Fin Light-up Prototype Yellow

Hamish : When I first met John, he told me he invented the light-up shoe, and I was floored. There’s so much in sneaker history that’s been rehashed, recycled stories, like with the Air Max line. This is fresh, people have seen light-up shoes in playgrounds, but few know the true origin. Even sneaker historians might incorrectly credit LA Gear. Bringing this unique piece into the world finally sets the record straight. The story was first documented by Woody from Sneaker Freaker back in 2022 in issue 48, but unless you’re a true sneakerhead, you probably missed it. For most, this is a fresh story.

What would you say to inventors starting out today?
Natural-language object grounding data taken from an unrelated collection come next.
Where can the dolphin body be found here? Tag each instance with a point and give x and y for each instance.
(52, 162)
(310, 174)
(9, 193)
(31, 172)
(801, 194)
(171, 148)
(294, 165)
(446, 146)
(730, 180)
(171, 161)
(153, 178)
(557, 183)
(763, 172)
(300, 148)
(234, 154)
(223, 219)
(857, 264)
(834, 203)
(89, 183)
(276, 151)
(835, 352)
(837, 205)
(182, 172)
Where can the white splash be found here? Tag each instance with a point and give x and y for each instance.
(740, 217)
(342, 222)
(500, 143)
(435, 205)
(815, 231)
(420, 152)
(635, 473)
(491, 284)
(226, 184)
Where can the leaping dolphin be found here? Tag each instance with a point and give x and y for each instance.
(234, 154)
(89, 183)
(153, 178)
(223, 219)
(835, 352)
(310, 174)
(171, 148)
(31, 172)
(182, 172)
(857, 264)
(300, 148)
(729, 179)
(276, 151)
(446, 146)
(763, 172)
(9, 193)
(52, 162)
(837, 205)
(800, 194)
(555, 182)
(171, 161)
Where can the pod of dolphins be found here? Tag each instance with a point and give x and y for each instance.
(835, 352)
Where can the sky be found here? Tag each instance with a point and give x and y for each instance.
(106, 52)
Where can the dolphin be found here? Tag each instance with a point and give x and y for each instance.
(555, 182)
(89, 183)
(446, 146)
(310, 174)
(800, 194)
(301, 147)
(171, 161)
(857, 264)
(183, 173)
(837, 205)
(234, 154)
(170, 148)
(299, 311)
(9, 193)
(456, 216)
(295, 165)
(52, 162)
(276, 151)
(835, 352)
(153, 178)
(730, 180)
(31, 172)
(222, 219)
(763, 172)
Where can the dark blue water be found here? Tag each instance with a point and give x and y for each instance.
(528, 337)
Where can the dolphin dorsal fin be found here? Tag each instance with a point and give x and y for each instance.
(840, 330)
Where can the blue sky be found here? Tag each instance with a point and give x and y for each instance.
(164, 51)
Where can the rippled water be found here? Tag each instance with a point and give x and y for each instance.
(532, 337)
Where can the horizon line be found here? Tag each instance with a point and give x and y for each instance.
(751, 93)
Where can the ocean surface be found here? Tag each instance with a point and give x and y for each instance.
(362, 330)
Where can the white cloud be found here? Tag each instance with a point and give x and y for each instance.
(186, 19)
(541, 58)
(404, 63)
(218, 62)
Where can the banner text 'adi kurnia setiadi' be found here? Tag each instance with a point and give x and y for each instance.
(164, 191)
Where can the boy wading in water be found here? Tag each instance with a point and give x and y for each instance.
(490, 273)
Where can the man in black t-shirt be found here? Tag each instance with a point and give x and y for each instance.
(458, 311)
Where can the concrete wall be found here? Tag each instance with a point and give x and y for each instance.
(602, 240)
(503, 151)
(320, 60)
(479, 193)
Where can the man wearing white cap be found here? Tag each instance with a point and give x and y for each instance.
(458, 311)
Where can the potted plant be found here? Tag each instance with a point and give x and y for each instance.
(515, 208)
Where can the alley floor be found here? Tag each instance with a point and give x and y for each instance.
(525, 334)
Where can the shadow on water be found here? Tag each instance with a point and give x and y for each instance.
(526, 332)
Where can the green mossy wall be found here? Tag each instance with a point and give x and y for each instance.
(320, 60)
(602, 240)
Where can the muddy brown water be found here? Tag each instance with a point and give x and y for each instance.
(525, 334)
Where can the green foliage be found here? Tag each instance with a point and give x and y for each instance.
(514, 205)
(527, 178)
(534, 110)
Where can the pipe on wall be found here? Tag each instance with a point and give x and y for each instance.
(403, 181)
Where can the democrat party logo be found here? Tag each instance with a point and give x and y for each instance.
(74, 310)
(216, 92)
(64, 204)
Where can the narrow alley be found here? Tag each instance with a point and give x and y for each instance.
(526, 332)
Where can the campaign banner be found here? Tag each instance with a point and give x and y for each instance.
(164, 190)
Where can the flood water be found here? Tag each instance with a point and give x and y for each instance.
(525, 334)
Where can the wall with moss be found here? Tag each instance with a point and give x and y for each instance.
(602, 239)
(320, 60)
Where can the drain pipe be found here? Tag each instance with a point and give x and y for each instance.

Selling has changed, that’s the big thing. Back when I started, everything was painfully slow. Samples had to be sent to stores, who’d then decide whether to place an order. Then you’d wait again, for payment. Small shops, like the little racket stores I worked with, were chaos: they’d pull out your beautiful rackets, knock them about, hand them out as samples, and you’d be left cleaning up the mess. You didn’t need Tesco or Waitrose anymore. With the internet, you can go straight to the customer. They pay upfront, you ship, cash flow is faster, and the process is immediate.

Today, it’s completely different. With 3D printing, you can send a design and have a prototype the next day. Maybe it needs a tweak, but you’ve already cut weeks, sometimes months, off the process. Mass production still relies on injection moulding, but that early testing phase is almost instant. For inventors, it’s never been easier. Mistakes are spotted fast, fixed fast, and improvements happen quickly. Think of it like glass: at first, it’s just a vessel. Then someone adds a handle, and suddenly there are two patents to consider. You learn to make them coexist.

With 3D printing, that “handle”, the Mark II version, can be made almost instantly. Patents? That’s another story. Some people want them, some don’t. Shows like Dragon’s Den entertain, but the reality is different. It gives a glimpse into how the system works, but the real lesson is simple: jump in and try.